A review by claudiaswisher
Latino USA: A Cartoon History by Lalo Alcaraz, Ilan Stavans

3.0

This is one of the required books for the YAL class I teach at OU...it hits two genre: Graphic stories and nonfiction. I think I fought the book the whole way through because the topic's too BIG to cover in 200 pages in a graphic format. Starting with Christopher Columbus and ending, with the new edition, very recently, there's so much to cover.

I was horrified by two typos (it's for its) and one factual error, and it distracted me from the good stuff in the book.

I did appreciate the nuanced discussion of Hispanic cultures...not just Cuban, or Mexican, or Puerto Rico...not just The Alamo...not just Diego Rivera...not just Fidel Castro.

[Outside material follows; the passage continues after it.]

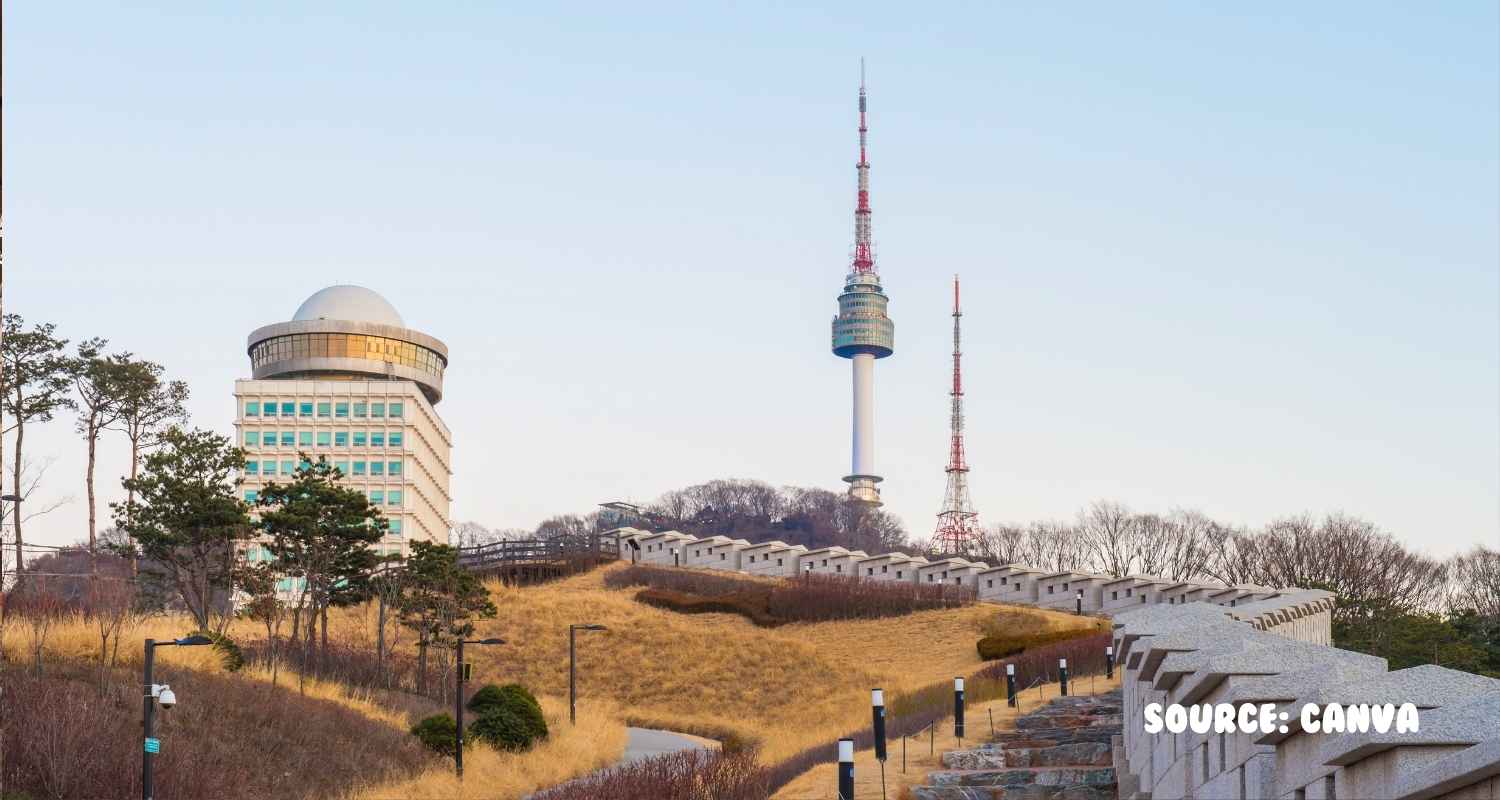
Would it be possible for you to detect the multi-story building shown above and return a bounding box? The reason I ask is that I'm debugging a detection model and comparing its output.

The recent history, being events I remembered, was entertaining...I could compare and contrast my own recollections.

I found the format harder to follow than a traditional story and didn't feel like I was really getting it. The 'actors' who commented on the story in random ways were also distracting to me.

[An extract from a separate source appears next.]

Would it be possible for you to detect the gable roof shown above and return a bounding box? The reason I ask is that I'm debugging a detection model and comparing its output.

Then, in the last pages, I fell in love. Stavans has the characters in his history DEFINE history from their POV...I found those pages fascinating and it put everything I'd learned into perspective.

As a quick, surface introduction to the subject, I think this book has value. As a discussion of the complex, complicated human issues, not so much.

I'm interested to see what the students see.